In the aftermath of the destruction of Malaysia Airlines Flight 17 over the Donetsk region of Ukraine last July, two parallel investigations were launched by the Dutch governmment: one a civil inquiry to establish the cause of the incident, the other a criminal inquiry to establish responsibility. The first was completed last month, when the Dutch Safety Board released a report entitled “Crash of Malaysia Airlines flight MH17.” It concluded that the plane had been struck by a missile fired by a Russian-made Buk surface-to-air missile (SAM) launcher. Responsibility for the deed has yet to be assigned; the Dutch prosecutor’s office is expected to release its findings next year.

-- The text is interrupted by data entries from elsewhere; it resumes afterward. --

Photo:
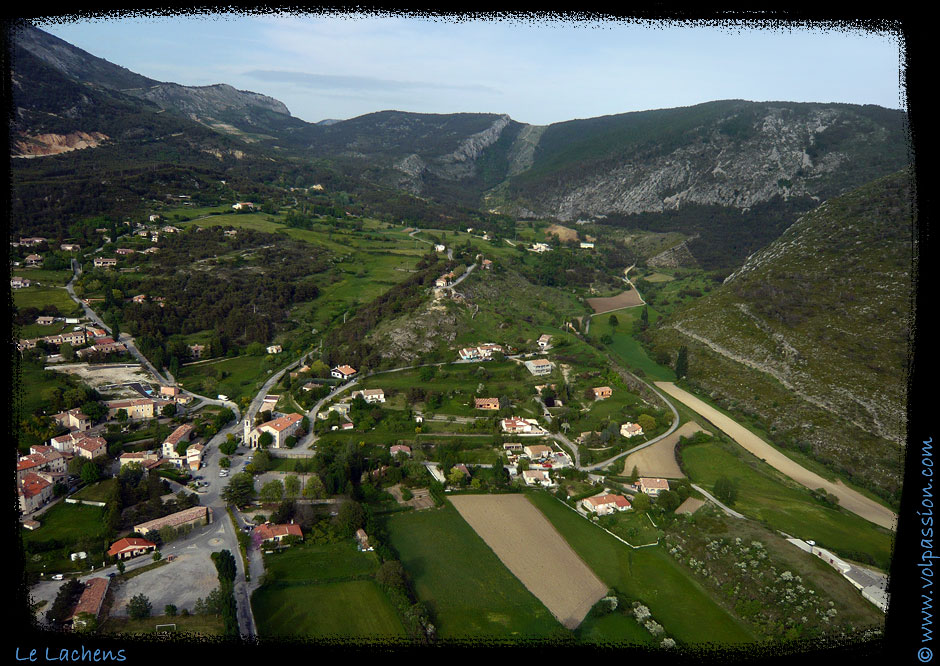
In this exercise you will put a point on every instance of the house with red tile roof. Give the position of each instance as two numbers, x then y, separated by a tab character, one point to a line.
128	547
91	447
486	403
606	504
34	491
651	487
343	372
197	515
280	428
277	533
91	600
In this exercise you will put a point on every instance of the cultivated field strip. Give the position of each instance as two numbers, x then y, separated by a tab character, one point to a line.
531	548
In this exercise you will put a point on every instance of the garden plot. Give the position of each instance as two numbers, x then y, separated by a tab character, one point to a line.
660	459
524	540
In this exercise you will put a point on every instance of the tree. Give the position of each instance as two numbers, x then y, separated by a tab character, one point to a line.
139	607
90	472
647	422
641	502
682	362
725	490
351	517
272	491
292	485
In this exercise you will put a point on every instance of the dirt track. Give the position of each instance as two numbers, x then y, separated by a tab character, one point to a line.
848	498
660	459
626	299
534	552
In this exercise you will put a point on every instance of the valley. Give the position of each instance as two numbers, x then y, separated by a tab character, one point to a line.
637	380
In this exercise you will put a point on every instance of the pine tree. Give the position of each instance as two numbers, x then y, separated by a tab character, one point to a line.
682	362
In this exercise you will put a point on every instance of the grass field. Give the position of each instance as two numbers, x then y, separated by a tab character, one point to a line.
763	495
354	609
203	625
324	591
625	346
473	596
648	575
39	297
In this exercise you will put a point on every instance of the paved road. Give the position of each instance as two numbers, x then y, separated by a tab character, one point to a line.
849	499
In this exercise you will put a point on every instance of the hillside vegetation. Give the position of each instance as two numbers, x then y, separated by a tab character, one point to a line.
810	336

Those findings, I think, will surprise many people.
The commonly accepted scenario is that rebels obtained a Buk missile launcher and, believing that they were attacking a Ukrainian military transport, fired upon and destroyed a Malaysia Airlines 777 by mistake. In this telling, no one was truly to blame—it was all a big mistake, the kind of tragic misunderstanding that is all to common in war.
There is ample evidence for this narrative. Russian media reported that on June 29 the rebels had captured a Buk missile launcher. On July 14, a Ukrainian Antonov An-26 military transport plane was shot down over eastern Ukraine while flying at an altitude of 20,000 feet. On July 16, a Ukrainian Sukhoi Su-25 attack jet was shot down while flying at a similar altitude. Then, on July 17, a rebel commander named Igor Girkin boasted on social media that his forces had shot down another Antonov-26 transport plane belonging to the Ukrainian military. Girkin, a colonel in Russian military intelligence declared that “In the vicinity of Torez, we just downed a plane, an AN-26.”
The post was soon after deleted, but not before it was picked up by mainstream Russian media.